Music Reviews Patty Griffin
Patty Griffin: American Kid

With a bit of juke-joint loose blues strumming rising from a National guitar, Patty Griffin leans into “Don’t Let Me Die In Florida” with a tortured cry on what becomes a steamy track with a deep, surging pocket. A swampy exhortation, it is Appalachia gone gator with the songwriter’s fevered enjoinder given further urgency as her soprano swings from wide-open wail to silken surrender.

Death and displacement are certainly themes on American Kid. A more aggressive acoustic offering from the woman who rocked hard on Flaming Red, yet haunted on the spare folk of Poor Man’s House, American Kid creates its lean immediacy by enlisting the North Mississippi Allstars to strip down to their most organic.

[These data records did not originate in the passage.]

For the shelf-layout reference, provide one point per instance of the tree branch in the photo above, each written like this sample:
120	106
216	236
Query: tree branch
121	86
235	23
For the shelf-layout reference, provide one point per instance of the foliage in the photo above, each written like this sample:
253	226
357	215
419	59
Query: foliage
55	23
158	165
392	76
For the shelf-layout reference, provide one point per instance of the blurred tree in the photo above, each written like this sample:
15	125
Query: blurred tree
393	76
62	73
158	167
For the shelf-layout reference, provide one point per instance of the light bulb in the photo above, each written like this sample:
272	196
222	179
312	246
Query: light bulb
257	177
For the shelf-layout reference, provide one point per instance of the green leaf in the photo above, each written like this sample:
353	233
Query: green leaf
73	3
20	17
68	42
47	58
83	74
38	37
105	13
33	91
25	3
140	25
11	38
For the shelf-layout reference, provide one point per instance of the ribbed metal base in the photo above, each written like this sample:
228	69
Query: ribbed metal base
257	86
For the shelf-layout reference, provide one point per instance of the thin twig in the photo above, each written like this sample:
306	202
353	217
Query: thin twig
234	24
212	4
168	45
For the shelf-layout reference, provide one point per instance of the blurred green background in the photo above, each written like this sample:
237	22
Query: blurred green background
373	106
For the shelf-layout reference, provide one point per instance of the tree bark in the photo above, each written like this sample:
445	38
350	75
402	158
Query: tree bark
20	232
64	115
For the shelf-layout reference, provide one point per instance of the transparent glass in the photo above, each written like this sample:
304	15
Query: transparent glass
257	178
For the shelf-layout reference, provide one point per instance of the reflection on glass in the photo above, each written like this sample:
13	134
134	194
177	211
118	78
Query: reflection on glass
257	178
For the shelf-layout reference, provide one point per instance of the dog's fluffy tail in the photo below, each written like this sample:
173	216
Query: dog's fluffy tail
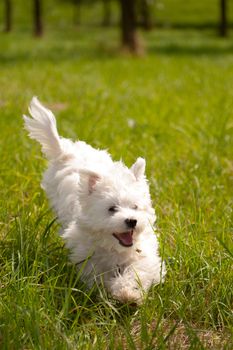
42	127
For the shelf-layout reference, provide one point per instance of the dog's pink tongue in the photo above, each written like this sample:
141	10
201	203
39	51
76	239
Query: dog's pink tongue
126	238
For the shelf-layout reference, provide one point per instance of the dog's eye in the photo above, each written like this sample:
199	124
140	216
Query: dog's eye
113	209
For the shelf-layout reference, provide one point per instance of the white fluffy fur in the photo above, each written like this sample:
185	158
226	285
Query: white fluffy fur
82	183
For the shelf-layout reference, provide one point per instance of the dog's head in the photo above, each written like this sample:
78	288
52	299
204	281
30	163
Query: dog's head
116	207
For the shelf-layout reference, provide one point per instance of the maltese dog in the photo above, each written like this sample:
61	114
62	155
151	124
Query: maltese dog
104	208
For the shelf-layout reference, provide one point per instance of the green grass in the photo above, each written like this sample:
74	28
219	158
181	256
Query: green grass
180	97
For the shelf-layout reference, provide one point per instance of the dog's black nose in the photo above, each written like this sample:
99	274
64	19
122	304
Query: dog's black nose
131	223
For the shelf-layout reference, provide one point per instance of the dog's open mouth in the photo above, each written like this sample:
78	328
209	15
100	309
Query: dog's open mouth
125	238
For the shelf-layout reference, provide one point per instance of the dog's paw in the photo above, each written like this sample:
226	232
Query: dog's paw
128	295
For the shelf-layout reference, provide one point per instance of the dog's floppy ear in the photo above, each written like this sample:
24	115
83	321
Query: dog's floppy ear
138	168
92	178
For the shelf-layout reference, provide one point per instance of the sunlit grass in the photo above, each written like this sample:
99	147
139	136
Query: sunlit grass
179	98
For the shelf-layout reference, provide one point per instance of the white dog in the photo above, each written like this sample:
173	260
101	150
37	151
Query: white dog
104	208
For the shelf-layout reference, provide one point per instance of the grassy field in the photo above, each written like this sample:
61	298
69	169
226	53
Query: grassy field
180	99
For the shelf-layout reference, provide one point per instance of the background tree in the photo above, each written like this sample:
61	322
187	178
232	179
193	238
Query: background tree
223	18
106	12
8	16
38	23
129	36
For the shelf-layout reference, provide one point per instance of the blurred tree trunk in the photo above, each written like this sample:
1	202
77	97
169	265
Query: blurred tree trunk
130	40
77	11
38	24
146	15
8	16
106	13
223	18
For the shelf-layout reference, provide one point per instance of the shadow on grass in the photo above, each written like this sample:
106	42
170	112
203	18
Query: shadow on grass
61	48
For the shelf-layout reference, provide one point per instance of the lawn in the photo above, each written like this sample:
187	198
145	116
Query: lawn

Even the slow acoustic hiss of “Wild Old Dog” has a languidity that suspends time and gravity, Griffin singing about a cast-off old dog taken off the side of the road who can never quite settle in. It’s not until the chorus the spirituality of her intent rises: the dog being God who’s never comfortable with what we’ve created and yearns to be free of our expectations. Jaw-droppingly beautiful, it’s provocative beyond words.

Patty Griffin has always written wonderful miniatures of people, moments, realizations. Taking emotional truths and cutting to the quick, her razor-sharp sense of detail has never been sharper: the bawdy shanty reel “Get Ready Marie” captures the moment of knowing this girl who won’t put out can deliver, while the conga-tapped “Ohio” twitches on a cloud of witchiness, the call of slaves heading North that features ethereal vocals from Robert Plant.

Evocation is something Griffin has always had a black belt in. Strength in vulnerability, dignity in devastation, she is as Dust Bowl in her elegance as she is electric in the unfiltered emotions she serves. The slow stroll of “Gonna Miss You When You’re Gone” takes the prayer-like softness of her silvery hush and builds to the cavernous sorrow of her velvety midrange, while the John Prine-evoking “Go Wherever You Want To Go” celebrates suffering’s end with an innocence that makes death seem like one giant relief.

The tortured “Not a Bad Man” has a gentleness to its explanation of a veteran’s ghosts that evokes understanding; ditto the stoic isolation tempering of the “Faithful Son,” who did everything right but missed living. Finally with the Willa Cather-steeped tenderness of “Mom & Dad’s Waltz,” Griffin reminds us it is where we are that is to be celebrated: appreciate what we’re given while we’re here and help those around us when we can.